Mata Cal membelalak. Meski sadar diri dia hanya budak, bukankah hal ini sudah berlebihan? "Maaf, Tuan, saya--"

Tamparan keras menghampiri pipi kurusnya, membuat Cal terjatuh. Tubuhnya benar-benar seperti remuk sekarang. Rasa sakit setelah melahirkan masih terasa. "BERANI-BERANINYA WANITA RENDAH SEPERTIMU BERBICARA DI DEPANKU?! Sial, bertambah saja alasanku enggan menikah. Wanita memang tidak berguna. Hei, kamu lihat, darah mengalir di kakimu, menjijikan!
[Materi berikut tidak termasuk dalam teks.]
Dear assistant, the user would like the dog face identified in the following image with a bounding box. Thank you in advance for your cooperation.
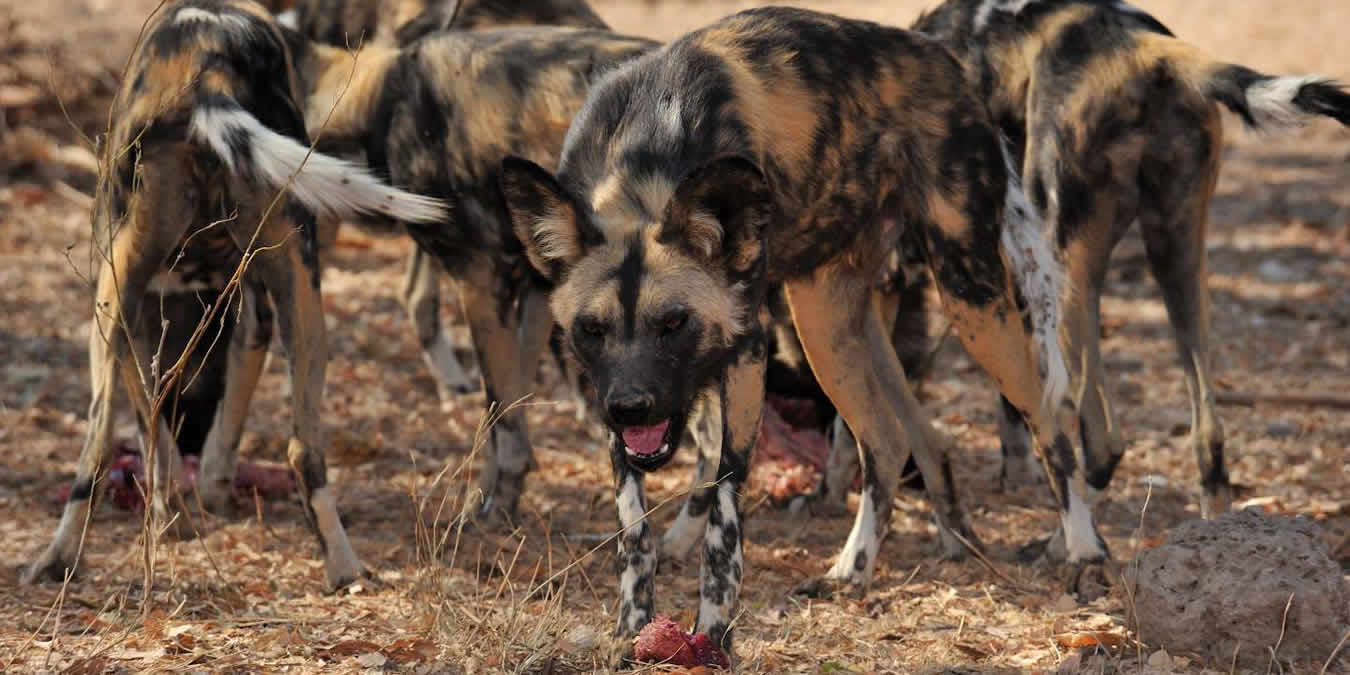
[502,158,771,471]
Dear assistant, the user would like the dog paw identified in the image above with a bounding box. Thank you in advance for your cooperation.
[19,551,76,586]
[1062,558,1118,603]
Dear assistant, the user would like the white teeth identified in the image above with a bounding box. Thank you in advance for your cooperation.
[624,443,671,458]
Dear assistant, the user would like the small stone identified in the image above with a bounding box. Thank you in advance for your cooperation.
[1050,593,1079,612]
[1127,509,1350,670]
[356,652,389,668]
[1139,474,1168,490]
[1266,421,1303,439]
[1149,649,1172,672]
[1257,261,1303,284]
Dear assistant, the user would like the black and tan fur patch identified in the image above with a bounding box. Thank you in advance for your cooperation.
[502,8,1085,653]
[914,0,1350,516]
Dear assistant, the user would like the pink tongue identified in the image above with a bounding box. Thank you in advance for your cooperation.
[624,420,671,455]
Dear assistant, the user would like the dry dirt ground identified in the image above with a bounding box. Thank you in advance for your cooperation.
[0,0,1350,672]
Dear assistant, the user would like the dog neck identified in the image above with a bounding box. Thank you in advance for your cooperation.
[296,36,400,144]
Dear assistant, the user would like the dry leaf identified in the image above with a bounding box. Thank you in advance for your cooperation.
[1054,630,1125,649]
[324,640,379,657]
[381,639,436,663]
[1149,649,1172,671]
[356,652,389,668]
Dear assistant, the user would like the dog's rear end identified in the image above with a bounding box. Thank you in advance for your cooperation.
[24,0,444,586]
[914,0,1350,516]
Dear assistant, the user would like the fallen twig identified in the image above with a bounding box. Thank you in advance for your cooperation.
[1214,392,1350,410]
[949,529,1034,595]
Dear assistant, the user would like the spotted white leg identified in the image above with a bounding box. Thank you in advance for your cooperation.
[694,337,765,656]
[662,398,722,559]
[610,453,656,637]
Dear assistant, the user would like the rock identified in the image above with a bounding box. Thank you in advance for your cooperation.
[1257,261,1303,284]
[1266,421,1299,439]
[1127,509,1350,670]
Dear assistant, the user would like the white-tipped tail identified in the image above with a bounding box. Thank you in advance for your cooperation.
[999,139,1069,410]
[277,8,300,31]
[190,105,446,223]
[1247,76,1327,131]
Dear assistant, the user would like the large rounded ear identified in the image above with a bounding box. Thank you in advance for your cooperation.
[659,157,774,274]
[501,157,589,284]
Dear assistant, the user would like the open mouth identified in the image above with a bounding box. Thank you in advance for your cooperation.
[622,420,675,471]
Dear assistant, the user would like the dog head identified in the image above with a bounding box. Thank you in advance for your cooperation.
[502,157,774,471]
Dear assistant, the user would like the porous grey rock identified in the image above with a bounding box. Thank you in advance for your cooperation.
[1127,509,1350,670]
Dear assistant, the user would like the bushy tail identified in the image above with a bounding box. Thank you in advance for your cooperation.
[189,96,447,223]
[999,139,1069,410]
[1157,36,1350,131]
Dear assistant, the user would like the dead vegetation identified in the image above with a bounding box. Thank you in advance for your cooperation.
[0,0,1350,674]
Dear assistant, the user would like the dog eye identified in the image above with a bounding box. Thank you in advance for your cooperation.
[662,312,689,335]
[581,317,608,338]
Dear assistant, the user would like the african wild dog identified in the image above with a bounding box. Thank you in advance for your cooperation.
[24,0,446,586]
[284,0,609,47]
[268,0,609,404]
[896,0,1350,517]
[276,27,655,517]
[658,253,929,559]
[502,8,1100,656]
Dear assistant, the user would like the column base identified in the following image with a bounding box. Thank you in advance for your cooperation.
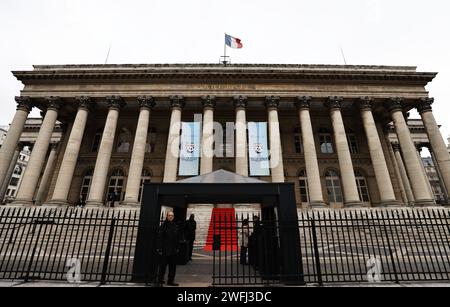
[44,199,70,207]
[11,199,34,206]
[86,200,105,208]
[121,201,141,208]
[414,199,436,207]
[344,201,369,208]
[377,200,402,207]
[309,201,329,209]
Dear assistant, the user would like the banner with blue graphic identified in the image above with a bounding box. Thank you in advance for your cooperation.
[178,122,201,176]
[248,122,270,176]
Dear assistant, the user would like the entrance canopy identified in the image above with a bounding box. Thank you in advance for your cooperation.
[155,170,284,208]
[133,170,302,282]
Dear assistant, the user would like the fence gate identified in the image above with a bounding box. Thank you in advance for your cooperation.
[0,208,138,282]
[211,214,288,286]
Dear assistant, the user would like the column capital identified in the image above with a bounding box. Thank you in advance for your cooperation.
[356,96,374,111]
[391,143,400,152]
[106,96,125,111]
[137,96,155,110]
[75,96,92,111]
[50,142,59,150]
[295,96,312,110]
[45,96,62,112]
[384,97,403,113]
[169,96,186,110]
[17,142,25,152]
[417,98,434,114]
[325,96,344,111]
[233,96,248,109]
[15,96,33,113]
[266,96,280,110]
[202,95,216,109]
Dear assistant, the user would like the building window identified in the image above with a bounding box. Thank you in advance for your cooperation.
[107,169,125,201]
[80,169,94,201]
[298,170,309,203]
[91,129,103,152]
[325,170,343,203]
[138,169,152,202]
[14,165,23,176]
[319,132,334,154]
[294,128,303,153]
[145,128,156,153]
[117,128,131,153]
[9,177,19,187]
[355,171,370,203]
[347,133,359,154]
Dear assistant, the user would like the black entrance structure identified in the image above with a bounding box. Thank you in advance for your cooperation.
[133,170,304,284]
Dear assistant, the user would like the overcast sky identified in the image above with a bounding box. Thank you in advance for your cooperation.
[0,0,450,147]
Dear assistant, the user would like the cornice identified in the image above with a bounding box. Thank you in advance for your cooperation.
[13,64,437,83]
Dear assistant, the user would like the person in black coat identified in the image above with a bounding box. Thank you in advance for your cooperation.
[184,214,197,261]
[157,212,181,287]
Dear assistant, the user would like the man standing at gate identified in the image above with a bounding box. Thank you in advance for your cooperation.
[157,212,181,287]
[184,214,197,261]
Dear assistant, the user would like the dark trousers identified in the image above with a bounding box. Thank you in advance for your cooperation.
[189,240,194,260]
[240,246,248,265]
[158,255,177,283]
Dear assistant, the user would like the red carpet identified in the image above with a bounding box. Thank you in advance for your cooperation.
[205,208,239,251]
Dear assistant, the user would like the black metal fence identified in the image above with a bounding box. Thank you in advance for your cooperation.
[213,209,450,285]
[0,208,139,283]
[0,207,450,286]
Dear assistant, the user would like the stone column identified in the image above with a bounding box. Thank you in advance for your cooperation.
[51,97,92,205]
[234,96,248,177]
[327,97,362,207]
[14,97,61,205]
[86,96,125,206]
[200,96,216,175]
[266,96,284,183]
[358,97,399,206]
[392,143,414,206]
[427,144,448,204]
[164,96,185,182]
[416,144,436,201]
[34,143,59,206]
[386,98,435,206]
[296,96,325,207]
[125,96,155,206]
[0,143,24,204]
[0,97,32,186]
[417,98,450,197]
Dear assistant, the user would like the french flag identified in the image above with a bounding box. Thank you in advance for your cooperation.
[225,34,244,49]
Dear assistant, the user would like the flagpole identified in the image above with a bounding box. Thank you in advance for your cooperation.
[223,33,227,65]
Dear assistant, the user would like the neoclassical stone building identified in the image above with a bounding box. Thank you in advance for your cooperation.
[0,64,450,207]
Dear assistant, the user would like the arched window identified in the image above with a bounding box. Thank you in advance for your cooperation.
[347,130,359,154]
[325,170,343,203]
[106,169,125,201]
[319,129,334,154]
[298,170,309,203]
[145,128,156,153]
[117,128,131,153]
[80,169,94,201]
[138,169,152,202]
[294,128,303,153]
[14,165,23,176]
[91,129,103,152]
[355,171,370,203]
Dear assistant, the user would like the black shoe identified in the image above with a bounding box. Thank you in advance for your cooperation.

Bahkan kuda ternakku lebih mulia dibanding seorang wanita!"

Cal merasa emosinya memuncak. Tidak peduli dengan status yang disandang lelaki di hadapannya, dia berdiri tertatih. "Tuan yang terhormat, saya hanya ingin mengingatkan bahwa Tuan pun lahir dari rahim seorang perempuan."

Wajah viscountess tampak memerah menahan amarah. Harga dirinya hancur karena dinasihati seorang budak belian. Dengan geram, dia menyeret tubuh ringkih Cal ke ruangan penuh lelaki berseragam rapi.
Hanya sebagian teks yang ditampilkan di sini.